Today's USD/EUR Exchange Rate: Which Currency is to Blame? AI Analysis
Current Rate
As of 2026年3月13日
Whose Fault?
AI Analysis
Current Status
The USD/EUR exchange rate closed at approximately 0.8713 on March 13, 2026, marking a significant daily appreciation of +0.615% for the US Dollar relative to the Euro. This movement indicates a weaker Euro and a stronger US Dollar on the day. The attribution data suggests the primary catalyst was USD strength (75%), with the EUR contributing to the move via weakness (25%). This occurred as the Dollar Index was surging, reaching its highest level since late 2025, driven by hawkish repricing of Federal Reserve interest rate expectations, now pricing in only one rate cut for 2026, likely in September.
Primary Drivers
The immediate driver appears to be diverging monetary policy expectations and geopolitical risk impacting energy prices. Recent data showed US Personal Consumption Expenditures (PCE) inflation at 2.8% year-over-year, slightly down but with the Core PCE rising to 3.1%, potentially supporting the Fed's cautious stance. Conversely, the conflict in the Middle East, pushing Brent crude towards $100 per barrel, is fueling inflation concerns in the Eurozone, though the European Central Bank (ECB) is still largely expected to hold rates steady at its upcoming meeting. The strong USD reflects its relative safe-haven appeal against the backdrop of energy shock risks weighing more heavily on the Eurozone's trade balance and industrial competitiveness. Eurozone Industrial Production for January 2026, for instance, showed a notable decrease of 1.5% month-over-month.
Mid/Long-term Trends
Analyzing the trends reveals a shift in momentum. Over the 1-week period, the pair saw a modest upward change of +0.74%, within a tight range, suggesting a relatively stable, albeit positive, trend for the USD. The 6-month trend is clearly bullish for the USD, with a +2.10% gain, indicating sustained USD strength across this timeframe, alongside low volatility (SD 0.35%) and a very efficient, strong trend (Choppiness 0.06).
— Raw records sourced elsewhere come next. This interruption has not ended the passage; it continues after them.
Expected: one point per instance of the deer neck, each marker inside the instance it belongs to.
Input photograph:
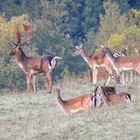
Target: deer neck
(103, 97)
(60, 101)
(86, 58)
(20, 57)
(111, 60)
In contrast, the 1-year view shows a -5.63% decline, meaning the Euro was significantly stronger overall across the past year, peaking near 0.9272, though the current market action is reversing a substantial portion of that long-term move. The market over the last six months has exhibited a very strong, stable trend, while the 1-year view suggests a much more volatile and directionally mixed period overall.
Economic Context
For those in the US observing European markets, the economic context is crucial: while the ECB is focused on managing inflation exacerbated by rising energy costs, which has reversed the narrative of a stronger Euro containing imported inflation, the US economy is showing mixed signals with lower-than-expected Q4 2025 GDP growth at 0.7%. The differing central bank reactions to inflation and growth dynamics—the Fed leaning hawkish on rates versus the ECB being more hesitant due to fiscal constraints and energy dependence—is underpinning the current short-term USD strength against the EUR. Geopolitical tensions affecting oil supply, particularly via the Strait of Hormuz, remain a major factor pushing the USD higher due to the US economy's relative insulation compared to energy-import-dependent Europe.